Similarly to the examples shown in FIGS. 1 and 2, the data 304 stored in the first node 300 has an initial value of “ABCDE.” Additionally, stored along with the data 304 is a value of the first timestamp 306. The data 304 and the timestamp 306 are associated with a designation 308 that indicates in the system that the data 304 came from the first node 300. Initially, the data in the both the first node 300 and the second node 302 are equal.

In operation, the second node 302 receives an update of data 316 having a value of “FGHIJ” from a receive queue. The update of data 316 is stored along with a second timestamp 318. The update of data 316 and the timestamp 318 are stored in the database and are associated with designation 320 indicating the data corresponds to the second node 302. Additionally, the update of data 316 comes from an authoritative source. As shown, the data and timestamp originally associated with the first node 300 is then deleted from the second node 302.

Additionally, the second node 302 receives an update of data 330 from the first node 300 via the replication queue (i.e., the propagation of data between databases). The update of data 330 has a value of “KLMNO.” The update of data 330 from the first node 300 includes a third timestamp 332. Additionally sent with the update of data 330 from the first node 300 is an indication about the value of the original data prior to the update (e.g., the original timestamp 306). For example, the original timestamp 306 is sent along with the update of data 330 in order to indicate to the second node 302 that the update of data 330 is an update of the original data 304. Because both the update of data 316 from the receive queue and the update of data 330 from the replication queue are both updates of the data 304 that is associated with the original timestamp 306, we now have a conflict within the database system. In accordance with the present embodiment, both the update of data 316 from the receive queue and the update of data 330 from the replication queue are stored at the second node 302. Both pieces of data will be stored until the conflict is resolved. While not shown, the same data will also be stored in at the first node 300. This is in contrast to prior systems where the data with the later timestamp would be stored and the other piece of data discarded. This is one example of how a conflict can occur and be identified within a highly available database system. Other conflicts may occur and different methods may be used to identify a conflict within the system.

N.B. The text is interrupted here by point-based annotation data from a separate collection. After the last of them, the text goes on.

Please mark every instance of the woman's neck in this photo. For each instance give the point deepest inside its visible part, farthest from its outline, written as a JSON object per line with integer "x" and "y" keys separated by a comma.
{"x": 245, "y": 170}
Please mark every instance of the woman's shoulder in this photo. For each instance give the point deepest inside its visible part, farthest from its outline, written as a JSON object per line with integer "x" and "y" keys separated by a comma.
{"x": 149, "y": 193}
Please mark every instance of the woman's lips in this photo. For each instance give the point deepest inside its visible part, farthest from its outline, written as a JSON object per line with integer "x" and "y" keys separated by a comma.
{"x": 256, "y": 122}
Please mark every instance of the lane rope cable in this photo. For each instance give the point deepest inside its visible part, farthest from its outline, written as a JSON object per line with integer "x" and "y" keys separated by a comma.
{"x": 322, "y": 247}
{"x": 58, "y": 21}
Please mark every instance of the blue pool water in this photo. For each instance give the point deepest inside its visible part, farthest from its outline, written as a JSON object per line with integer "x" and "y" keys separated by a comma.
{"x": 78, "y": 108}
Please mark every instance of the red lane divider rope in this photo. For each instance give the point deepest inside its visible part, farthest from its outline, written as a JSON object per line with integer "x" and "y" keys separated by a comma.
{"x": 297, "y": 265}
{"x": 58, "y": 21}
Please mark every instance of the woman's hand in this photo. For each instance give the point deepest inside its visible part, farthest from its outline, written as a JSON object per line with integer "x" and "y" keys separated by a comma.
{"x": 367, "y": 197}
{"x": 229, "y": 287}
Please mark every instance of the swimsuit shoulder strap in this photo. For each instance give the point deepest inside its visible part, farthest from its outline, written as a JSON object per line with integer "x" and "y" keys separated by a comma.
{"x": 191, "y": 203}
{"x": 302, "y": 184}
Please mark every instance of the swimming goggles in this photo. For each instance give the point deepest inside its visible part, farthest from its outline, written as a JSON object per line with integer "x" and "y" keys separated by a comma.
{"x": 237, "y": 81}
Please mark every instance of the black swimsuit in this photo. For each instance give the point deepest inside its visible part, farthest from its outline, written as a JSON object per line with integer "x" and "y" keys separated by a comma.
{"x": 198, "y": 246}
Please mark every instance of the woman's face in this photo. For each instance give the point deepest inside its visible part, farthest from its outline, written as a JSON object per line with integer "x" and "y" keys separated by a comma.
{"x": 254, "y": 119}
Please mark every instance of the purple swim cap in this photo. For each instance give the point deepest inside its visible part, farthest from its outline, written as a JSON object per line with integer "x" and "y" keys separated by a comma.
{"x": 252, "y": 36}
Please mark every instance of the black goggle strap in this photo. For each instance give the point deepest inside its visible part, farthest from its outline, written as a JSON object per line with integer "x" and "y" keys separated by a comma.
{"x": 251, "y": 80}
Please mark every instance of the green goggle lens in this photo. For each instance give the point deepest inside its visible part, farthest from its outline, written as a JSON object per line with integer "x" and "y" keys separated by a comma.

The examples described below in FIGS. 4-9 provide methods for resolving conflicts once they have been identified within the system.

Referring to FIG. 4 a flow diagram is shown illustrating immediate conflict resolution in accordance with one embodiment.

In step 400 a first set of data is stored in a database. The database can be located on a computer or in a highly available memory device connected to the computer. Following, in step 402 a second set of data is stored in the database. In the present example, we assume that the first set of data and the second set of data are in conflict.

Next in step 404, a controlling thread is created once the conflict is identified. In step 406 a first request is made based upon the first set of data stored in the database and in step 408 a second request is made based upon the second set of data stored in the database. Preferably, step 406 and step 408 are initiated and run simultaneously. In the example of a subscriber VLR, assume the first set of data indicates the subscriber is in Chicago and the second set of data indicates the subscriber is in Milwaukee. The first request will send a location request to Chicago. The second request will send a location request to Milwaukee. Because the subscriber can only physically be in one place at a time, only one of the requests will return a positive answer. Thus, the conflict has been resolved the incorrect set of data can be discarded from the database.

Referring next to FIG. 5, a flow diagram is shown illustrating a successful immediate conflict resolution in accordance with one embodiment.

In step 500 a control thread is created similarly to the control thread shown in FIG. 4. In step 502 an action or request is taken based upon a first set of data stored in the database. In step 504 an action or request is taken based upon a second set of data stored in the database. As stated above, preferably step 502 and step 504 are run simultaneously, however, this is not required. In the example shown, step 506 shows that step 502 has succeeded in resolving the conflict. The success is sent to the control thread in step 508 and the control thread initiates termination of the action based upon the second set of data. In step 510, the action based upon the second set of data is terminated by the control thread.

In step 512, the second set of data is deleted from the database and in step 514 the control thread is terminated.

Referring to FIG. 6 a flow diagram is shown illustrating a failed immediate conflict resolution in accordance with one embodiment.

In step 600 a control thread is created similarly to the control thread shown in FIG. 5. In step 602 an action or request is taken based upon a first set of data stored in the database. In step 604 an action or request is taken based upon a second set of data stored in the database. As stated above, preferably step 602 and step 604 are run simultaneously, however, this is not required. In step 606 the first action returns a failure and in step 608 the second action returns a failure. In this situation, in step 610, both the first set of data and the second set of data continue to be stored in the database until the conflict is resolved.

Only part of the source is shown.